With 6 festival dates (Auckland, Brisbane, Sydney, Adelaide, Melbourne, Perth), each city has relevant information that sat on a separate minisite, which meant the Laneway team was doubling up on a lot of content updates by having to enter in the same info on each minisite.
The core challenge was to ensure the festival’s artwork was incorporated into the site to showcase Jack Irvine’s work and to keep all touch points connected and holistic from socials to the website to the event.
A huge emphasis was expressed into wanting the new site to be functional, user friendly and ensure we were complying with Accessibility standards.
Laneway's website posed a multifaceted challenge: it was information-heavy and stood on it’s own not connected to the event and socials look and feel. We wanted to streamline this labyrinth of information while highlighting Jack Irvine's festival artwork.
We aimed to harmonise all touchpoints, ensuring a seamless experience from social media to the website to the event itself. With a focus on user-friendliness and accessibility standards, we tackled the core challenge: consolidating content updates, reducing redundancy, and creating a functional, cohesive website.
01 Digital Strategy & Technical Consulting
02 UX Discovery & Strategy
03 UI/UX Design
04 Design System
05 Interactive Style Guide
06 Webflow Development
07 Custom Code & Integrations
We established a design system that was evergreen - we wanted it to be able to live beyond the year's festival season. We started with a solid sans serif font for all body copy that we knew would be accessible while also fitting the creative direction. We then crafted a colour system that made the illustrations and animations sing and dance, while serving as a palette to compliment the extensive content library. Each event city was attributed a primary colour palette that related back ot the artwork and made each city’s pages feel unique and easy to navigate.
With Laneway appealing to such a vast audience, we knew that the experience would need to be adaptable. We explored new features that provided a rich, utility-driven experience with no dead-ends for customers. This meant replacing the pre-existing IA with one that resulted in finding punters answers for their specific event, quickly and easily. We made it easy for customers to switch between microsites to access city-specific information by using a colour system and a stick navigation button selector. This allowed for improved confidence in UX and navigating the site.

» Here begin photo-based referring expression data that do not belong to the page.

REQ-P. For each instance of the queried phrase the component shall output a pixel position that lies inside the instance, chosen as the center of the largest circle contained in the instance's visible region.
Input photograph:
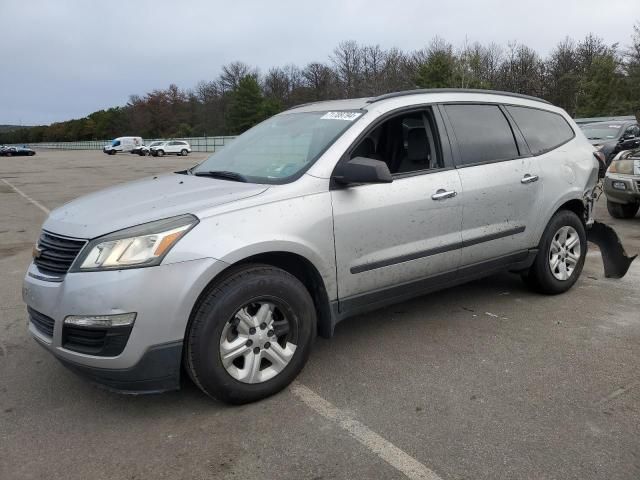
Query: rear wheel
(622, 210)
(250, 335)
(561, 255)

The previous Laneway website required developers to edit content, which was not only inefficient but also unaligned with the rapid-fire pace of working with events. We decided to migrate their website to Webflow so that it was easy to use for all members of the team, not just the devs. In addition to a new CMS, Laneway needed their new website to launch on a strict timeline. The development needed to be quick, efficient and reliable - we leveraged Webflow's platform to achieve these requirements.
Laneway had several third party platform requirements that we were also able to integrate into their website quickly and with ease.

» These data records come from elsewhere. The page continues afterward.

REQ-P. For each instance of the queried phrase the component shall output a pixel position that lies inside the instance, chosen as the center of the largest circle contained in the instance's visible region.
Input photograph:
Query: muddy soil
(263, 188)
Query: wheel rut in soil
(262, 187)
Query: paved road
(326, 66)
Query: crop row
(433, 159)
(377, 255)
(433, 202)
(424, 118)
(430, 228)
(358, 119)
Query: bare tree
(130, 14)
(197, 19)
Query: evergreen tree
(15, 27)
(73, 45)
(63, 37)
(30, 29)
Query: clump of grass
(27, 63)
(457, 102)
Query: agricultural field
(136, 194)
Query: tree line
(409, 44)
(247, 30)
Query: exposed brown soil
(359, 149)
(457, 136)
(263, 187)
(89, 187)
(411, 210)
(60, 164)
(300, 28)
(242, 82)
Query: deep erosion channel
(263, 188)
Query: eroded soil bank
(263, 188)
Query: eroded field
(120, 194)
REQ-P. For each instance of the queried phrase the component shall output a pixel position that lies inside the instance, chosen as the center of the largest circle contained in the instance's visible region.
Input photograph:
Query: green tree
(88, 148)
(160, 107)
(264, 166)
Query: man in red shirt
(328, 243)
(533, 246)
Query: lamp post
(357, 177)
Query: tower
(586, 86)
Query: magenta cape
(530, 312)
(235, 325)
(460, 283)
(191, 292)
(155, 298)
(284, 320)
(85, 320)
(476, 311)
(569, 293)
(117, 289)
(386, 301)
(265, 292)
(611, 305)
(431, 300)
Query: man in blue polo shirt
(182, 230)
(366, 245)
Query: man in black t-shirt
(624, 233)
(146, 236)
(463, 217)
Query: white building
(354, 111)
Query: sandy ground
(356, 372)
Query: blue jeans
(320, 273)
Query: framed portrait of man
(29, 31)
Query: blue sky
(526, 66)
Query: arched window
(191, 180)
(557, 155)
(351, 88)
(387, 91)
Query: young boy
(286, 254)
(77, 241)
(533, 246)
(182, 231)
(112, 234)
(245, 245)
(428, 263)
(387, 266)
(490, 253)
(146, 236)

Festival's are fun - and the Laneway team wanted the website experience to reflect this. Incorporating experiential elements into the website's design like scrolling and transition animations helped us achieve this. These were all developed internally with the Extra Medium dev team using CSS and JS, and were designed to bring the festival artwork to life.
The custom mouse cursor and button interactivity are also noteworthy. Laneway really wanted the site’s to look and feel like a 90’s throwback but without compromise or sacrificing any user experience.